Tuesday, March 15, 2011

Norwegian Wouldn’t

Am I the only person on the planet not counting down the days until *hyperventilate* OH MY GOD that TOTALLY AWESOME adaptation of that TOTALLY RAD novel by that TOTALLY HIP Japanese dude comes out?



Norwegian Wood is Murakami’s most straightforward and least imaginative novel. No sheep. No incest. No Super-Frogs. No unexplained paranormal phenomena. It’s just a love story about a student who falls for two different women.

Don’t get me wrong. I like the book. I do. But I don’t think there’s anything in the story that justifies turning it into a film. Oh except it’s a bestseller. Ch-ching!

Scripts have rules. Books don’t. That’s how it works. Novels can have fourteen subplots, seventy characters, span six generations and win the Booker. A screenplay with fourteen subplots and seventy characters won’t make it off the paper. It shouldn’t make it off your laptop. It probably shouldn’t make it out of your BRAIN.

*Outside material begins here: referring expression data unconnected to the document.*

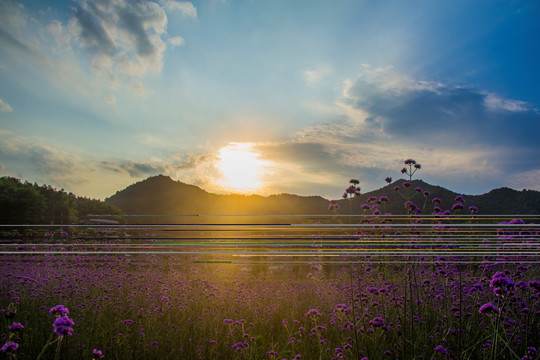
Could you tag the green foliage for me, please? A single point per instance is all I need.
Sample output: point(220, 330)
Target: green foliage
point(26, 203)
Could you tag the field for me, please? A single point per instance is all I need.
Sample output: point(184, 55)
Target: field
point(376, 290)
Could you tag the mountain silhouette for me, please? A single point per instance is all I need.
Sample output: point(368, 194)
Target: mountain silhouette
point(160, 195)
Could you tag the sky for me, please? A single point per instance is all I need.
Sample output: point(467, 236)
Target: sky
point(268, 96)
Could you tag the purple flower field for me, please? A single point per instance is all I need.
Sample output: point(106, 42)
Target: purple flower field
point(161, 306)
point(439, 286)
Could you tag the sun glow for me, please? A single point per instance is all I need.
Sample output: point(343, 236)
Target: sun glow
point(241, 167)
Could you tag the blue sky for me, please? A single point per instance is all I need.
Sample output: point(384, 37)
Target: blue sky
point(96, 95)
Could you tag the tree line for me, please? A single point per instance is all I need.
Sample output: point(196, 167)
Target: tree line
point(27, 203)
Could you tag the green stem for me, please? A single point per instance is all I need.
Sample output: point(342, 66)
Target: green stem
point(49, 342)
point(59, 343)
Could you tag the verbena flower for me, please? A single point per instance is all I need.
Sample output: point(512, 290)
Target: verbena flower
point(313, 312)
point(9, 348)
point(441, 349)
point(488, 308)
point(63, 326)
point(59, 310)
point(377, 322)
point(15, 327)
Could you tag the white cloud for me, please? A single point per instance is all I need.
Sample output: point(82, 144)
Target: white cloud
point(176, 41)
point(314, 76)
point(525, 180)
point(186, 8)
point(4, 106)
point(493, 103)
point(122, 35)
point(111, 99)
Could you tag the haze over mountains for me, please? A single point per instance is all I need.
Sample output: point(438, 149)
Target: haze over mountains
point(160, 195)
point(26, 203)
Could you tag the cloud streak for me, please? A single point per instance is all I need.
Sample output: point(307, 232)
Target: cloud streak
point(5, 107)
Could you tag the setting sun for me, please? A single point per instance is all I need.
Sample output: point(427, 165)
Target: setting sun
point(241, 167)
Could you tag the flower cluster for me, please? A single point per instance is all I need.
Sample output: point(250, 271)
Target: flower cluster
point(63, 326)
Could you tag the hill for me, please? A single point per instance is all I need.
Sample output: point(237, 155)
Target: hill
point(162, 195)
point(26, 203)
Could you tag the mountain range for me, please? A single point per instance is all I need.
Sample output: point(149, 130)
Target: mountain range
point(160, 195)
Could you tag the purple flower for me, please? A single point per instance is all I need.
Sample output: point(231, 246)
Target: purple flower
point(487, 308)
point(313, 312)
point(500, 280)
point(15, 327)
point(377, 322)
point(59, 310)
point(535, 284)
point(9, 347)
point(440, 349)
point(239, 346)
point(63, 326)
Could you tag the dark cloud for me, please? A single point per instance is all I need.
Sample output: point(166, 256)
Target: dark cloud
point(311, 156)
point(447, 115)
point(126, 33)
point(134, 169)
point(185, 162)
point(7, 39)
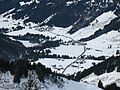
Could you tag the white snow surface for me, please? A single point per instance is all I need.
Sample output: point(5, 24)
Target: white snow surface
point(27, 43)
point(6, 83)
point(106, 78)
point(58, 65)
point(70, 50)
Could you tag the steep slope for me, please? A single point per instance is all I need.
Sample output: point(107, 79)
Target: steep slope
point(107, 71)
point(10, 49)
point(62, 13)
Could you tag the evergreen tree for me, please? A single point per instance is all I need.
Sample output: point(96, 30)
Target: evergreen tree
point(100, 84)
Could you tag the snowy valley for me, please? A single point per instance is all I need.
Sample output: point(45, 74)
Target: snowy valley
point(65, 50)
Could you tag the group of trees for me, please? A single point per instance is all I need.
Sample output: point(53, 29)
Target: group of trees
point(21, 68)
point(112, 86)
point(108, 65)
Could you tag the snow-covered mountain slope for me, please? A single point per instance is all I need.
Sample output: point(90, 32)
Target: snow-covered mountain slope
point(59, 65)
point(106, 78)
point(6, 83)
point(62, 33)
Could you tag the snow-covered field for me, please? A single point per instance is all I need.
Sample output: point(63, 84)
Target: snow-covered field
point(6, 83)
point(70, 50)
point(106, 78)
point(106, 44)
point(59, 64)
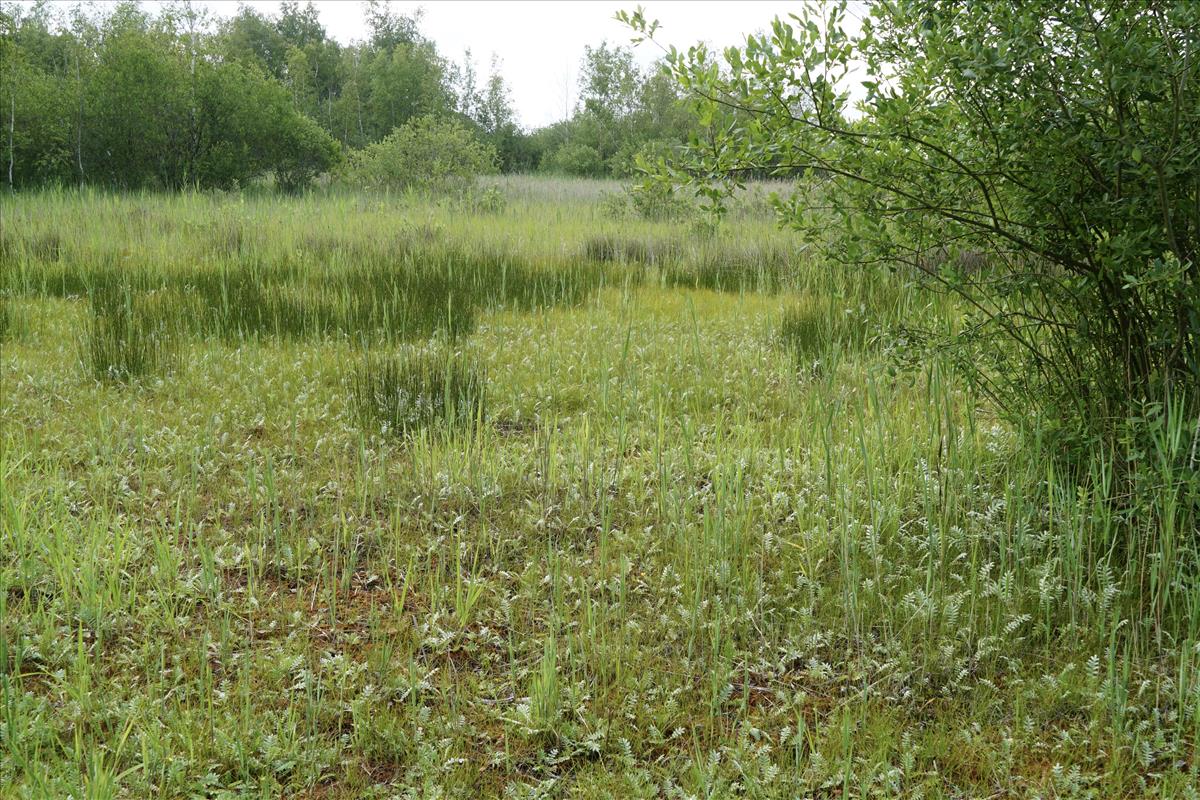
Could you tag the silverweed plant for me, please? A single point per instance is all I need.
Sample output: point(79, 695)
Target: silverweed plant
point(612, 543)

Great screen stories have a single protagonist and a clear goal. Olive wants to win Little Miss Sunshine. Indiana Jones wants to find the Holy Grail. Elliott wants to help E.T. go home.

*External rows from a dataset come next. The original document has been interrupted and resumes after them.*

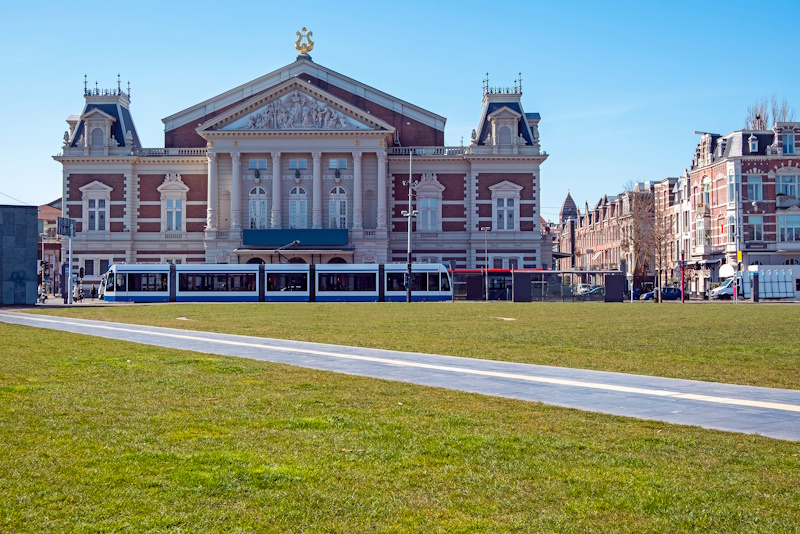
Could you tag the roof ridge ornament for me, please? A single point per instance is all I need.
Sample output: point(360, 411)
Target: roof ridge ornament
point(304, 44)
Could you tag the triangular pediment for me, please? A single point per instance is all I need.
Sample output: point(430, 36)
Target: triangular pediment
point(295, 106)
point(95, 113)
point(504, 113)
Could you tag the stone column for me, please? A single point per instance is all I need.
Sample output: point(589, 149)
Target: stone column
point(316, 191)
point(211, 211)
point(382, 191)
point(358, 193)
point(276, 190)
point(236, 193)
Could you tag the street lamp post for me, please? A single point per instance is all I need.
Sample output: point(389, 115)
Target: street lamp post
point(485, 230)
point(409, 214)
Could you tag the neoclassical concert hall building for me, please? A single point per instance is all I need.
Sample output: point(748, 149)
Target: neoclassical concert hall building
point(304, 165)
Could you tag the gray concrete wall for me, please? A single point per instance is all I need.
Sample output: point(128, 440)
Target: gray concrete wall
point(18, 254)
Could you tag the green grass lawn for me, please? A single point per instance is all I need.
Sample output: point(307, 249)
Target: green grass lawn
point(742, 344)
point(101, 436)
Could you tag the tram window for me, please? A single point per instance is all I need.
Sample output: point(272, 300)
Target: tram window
point(395, 282)
point(287, 282)
point(445, 282)
point(147, 281)
point(217, 282)
point(347, 282)
point(419, 281)
point(433, 281)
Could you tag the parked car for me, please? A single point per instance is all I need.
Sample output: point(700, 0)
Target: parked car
point(725, 291)
point(667, 293)
point(583, 288)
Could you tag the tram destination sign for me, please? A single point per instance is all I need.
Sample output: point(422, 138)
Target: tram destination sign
point(66, 226)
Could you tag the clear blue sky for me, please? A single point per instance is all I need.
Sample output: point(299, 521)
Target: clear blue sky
point(621, 86)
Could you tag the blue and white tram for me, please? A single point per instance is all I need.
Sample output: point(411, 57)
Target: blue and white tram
point(274, 283)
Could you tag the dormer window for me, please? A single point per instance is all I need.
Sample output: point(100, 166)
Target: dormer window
point(753, 144)
point(787, 140)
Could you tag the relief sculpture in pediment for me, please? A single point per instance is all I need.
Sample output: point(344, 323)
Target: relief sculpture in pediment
point(298, 111)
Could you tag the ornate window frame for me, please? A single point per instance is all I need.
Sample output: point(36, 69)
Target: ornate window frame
point(96, 197)
point(298, 198)
point(173, 189)
point(429, 190)
point(258, 202)
point(505, 191)
point(338, 199)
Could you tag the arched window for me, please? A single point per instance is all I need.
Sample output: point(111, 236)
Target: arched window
point(338, 208)
point(258, 208)
point(97, 137)
point(298, 208)
point(504, 136)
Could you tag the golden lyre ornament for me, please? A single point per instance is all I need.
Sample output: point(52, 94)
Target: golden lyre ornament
point(304, 44)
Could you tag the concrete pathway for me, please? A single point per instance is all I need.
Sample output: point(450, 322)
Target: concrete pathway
point(765, 411)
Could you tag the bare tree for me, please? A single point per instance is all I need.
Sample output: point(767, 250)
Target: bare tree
point(661, 234)
point(757, 115)
point(638, 227)
point(760, 112)
point(781, 112)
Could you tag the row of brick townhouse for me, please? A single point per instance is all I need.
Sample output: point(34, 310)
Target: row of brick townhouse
point(741, 196)
point(303, 154)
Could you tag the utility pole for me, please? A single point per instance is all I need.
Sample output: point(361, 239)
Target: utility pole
point(485, 230)
point(409, 214)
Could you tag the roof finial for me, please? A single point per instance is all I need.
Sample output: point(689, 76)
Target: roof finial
point(304, 44)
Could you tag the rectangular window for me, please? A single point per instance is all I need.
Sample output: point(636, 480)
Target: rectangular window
point(787, 185)
point(348, 282)
point(428, 215)
point(731, 229)
point(92, 215)
point(789, 228)
point(505, 213)
point(216, 282)
point(754, 188)
point(755, 229)
point(731, 189)
point(174, 215)
point(287, 282)
point(788, 143)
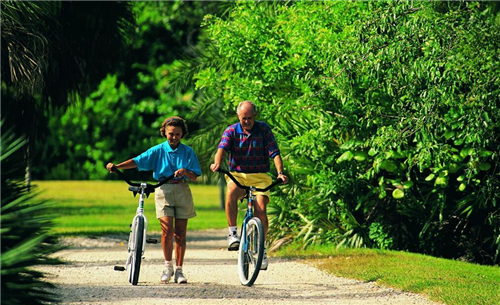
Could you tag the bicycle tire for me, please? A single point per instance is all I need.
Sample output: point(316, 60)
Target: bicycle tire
point(138, 237)
point(250, 260)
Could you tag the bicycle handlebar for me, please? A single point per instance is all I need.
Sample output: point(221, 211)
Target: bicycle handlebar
point(278, 181)
point(148, 186)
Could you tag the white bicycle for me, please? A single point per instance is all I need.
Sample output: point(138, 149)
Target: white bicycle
point(137, 239)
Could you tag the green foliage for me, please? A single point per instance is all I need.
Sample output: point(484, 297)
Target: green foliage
point(122, 117)
point(386, 112)
point(25, 241)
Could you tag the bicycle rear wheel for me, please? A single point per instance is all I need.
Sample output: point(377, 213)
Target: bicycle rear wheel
point(251, 252)
point(138, 238)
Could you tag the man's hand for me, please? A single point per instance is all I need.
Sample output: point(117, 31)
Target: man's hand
point(283, 177)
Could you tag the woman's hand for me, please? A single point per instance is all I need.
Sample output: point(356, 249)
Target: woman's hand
point(180, 173)
point(109, 167)
point(214, 167)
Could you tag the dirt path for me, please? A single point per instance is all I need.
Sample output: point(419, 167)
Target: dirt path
point(212, 278)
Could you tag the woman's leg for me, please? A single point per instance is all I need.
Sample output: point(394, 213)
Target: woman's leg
point(180, 240)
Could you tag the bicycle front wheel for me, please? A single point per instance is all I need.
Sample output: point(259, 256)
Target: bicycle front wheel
point(251, 252)
point(138, 238)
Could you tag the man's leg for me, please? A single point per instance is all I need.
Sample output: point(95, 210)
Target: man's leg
point(260, 212)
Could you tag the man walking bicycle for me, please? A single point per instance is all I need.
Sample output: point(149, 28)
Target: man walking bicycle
point(250, 145)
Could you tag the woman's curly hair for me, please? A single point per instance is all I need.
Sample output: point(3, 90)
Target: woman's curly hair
point(173, 121)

But Toru doesn’t want to escape from prison. He doesn’t want to get the hell off an island overrun with dinosaurs. He doesn’t even want to book Aerosmith for Waynestock.

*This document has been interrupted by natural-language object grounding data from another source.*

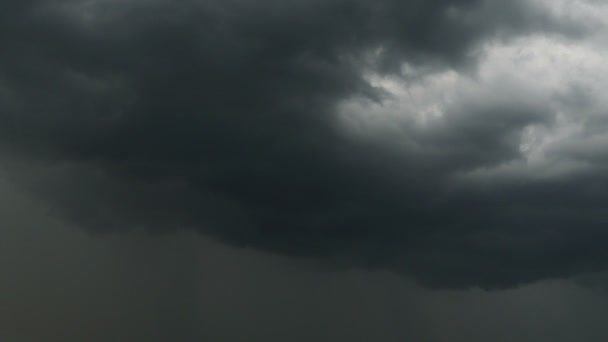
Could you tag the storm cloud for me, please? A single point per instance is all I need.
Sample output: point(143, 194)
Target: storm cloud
point(460, 142)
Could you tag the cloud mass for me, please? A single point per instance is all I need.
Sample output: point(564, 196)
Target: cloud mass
point(461, 142)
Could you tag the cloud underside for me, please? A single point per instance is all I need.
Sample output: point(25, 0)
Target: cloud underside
point(459, 142)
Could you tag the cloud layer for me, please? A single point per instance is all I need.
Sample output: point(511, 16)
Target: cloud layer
point(461, 142)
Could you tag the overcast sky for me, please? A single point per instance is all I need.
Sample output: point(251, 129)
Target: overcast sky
point(304, 170)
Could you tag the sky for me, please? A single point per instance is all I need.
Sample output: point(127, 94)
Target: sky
point(327, 170)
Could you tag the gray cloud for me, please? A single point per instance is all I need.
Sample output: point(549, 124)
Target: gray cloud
point(224, 117)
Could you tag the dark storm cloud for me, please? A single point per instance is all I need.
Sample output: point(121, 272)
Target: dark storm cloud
point(221, 116)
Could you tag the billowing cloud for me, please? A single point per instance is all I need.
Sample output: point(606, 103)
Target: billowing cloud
point(459, 141)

He falls in love with Naoko. Then he falls in love with Midori. He sort of falls in love with Reiko too. The End.

The problem with this is that falling for one woman after another isn’t a goal unless you’re Russell Brand. It’s a sequence of emotions which play out in Toru’s head i.e. a thought process rather than a plot. You know what this says to me?

Voiceover. Long silences. Too much time to appreciate the soundtrack by *hyperventilate* OH MY GOD that TOTALLY AWESOME dude from that TOTALLY RAD band Radiohead!

Unless Tran Anh Hung has restructured the story to give Toru an active dramatic goal, I’ve got a feeling I know exactly what kind of film we’re going to be left with.

Two words.

Marie Antoinette. Otherwise known as 142 minutes which could more productively be spent eating toilet roll.



I’d like to be proved wrong but I don’t think I will be, particularly after reading an article by Philip French on the Guardian blog, which ends with the backhanded compliment that Tran Anh Hung is ‘not afraid to risk boring his audience’.

This is a bit like saying that Gordon Ramsay is not afraid to give his customers food poisoning, and about as inviting.

It suggests that, as predicted, Tran is going to go all Sofia Coppola on my ass, and therefore that Norwegian Wood is a film I am not going to enjoy.

It also suggests that there are going to be a large number of vegans in the audience who cycled to the movie and won’t be needing their glasses to watch it.

Tran may not be afraid to risk boring us, but I am afraid to risk emptying my wallet for two hours of my life I’m not going to get back.

And for the record, no, I probably won’t be watching Howl either.